一拍遅れて、何か言われたことに気がついた。


「……へ? ごめん、何?」

「僕がキミに惹かれる理由を言っただけだよ」

「?」

「そしてこの墓場に惹かれるのは、キミが大事にしている場所だから。……だからキミの手で、僕をここに葬って欲しいって。そう思うんだろうね」

「…………」

「そうだ。僕の墓になる所に、僕が入るまでの間、代わりにこの箱を埋めておくね」

「え? 箱?」

「そう。この小箱、ここに埋めておくから、覚えておいてね」

「何が入っているの?」

「薬」

「薬? 怪しいやつ?」

「ん〜……ふふ、そうだね。怪しいやつだ」

「……なんか嫌だなぁ」





それからいくつかの月日が過ぎても、僕達はこの墓地で会い続けていた。

何をするでもなく、ただここに居るだけ。

お互いのことを深く話すこともなければ、相手をよく知ることもない。

僕にとっての彼も、彼にとっての僕も。どこの誰なのかもわからない、ただの変わった、……けれどなぜだか、一緒に居たいと思う人。

それだけだった。




そんなふうに思っていた、――ある日のことだ。


「……は、……ははっ…………」

「…………え……?」


彼は、黒やグレーばっかりの世界に、真っ赤な血をたくさん流して、僕に向かって笑いかけながらやって来た。

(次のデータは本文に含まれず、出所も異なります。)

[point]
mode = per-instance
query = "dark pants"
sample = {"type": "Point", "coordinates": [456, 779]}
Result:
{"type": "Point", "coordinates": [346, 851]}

「何!? 何があったの!? こんな酷い怪我……早く、早く手当をしないと……!」

「……大丈夫。恐れなくていいんだよ……。……最初から決まっていたことが……今日になっただけだから…………」

「はぁ? 何を言ってるのかわからない! とにかく救急車を!!」

「……僕の、墓に…………入る時が……きたんだ……」

「……え…………?」

「……ここに……僕の、墓を作って……。……キミが、僕を……ここへ葬って…………」

「…………」


笑っているだけに見えた彼は、――笑いながら泣いていた。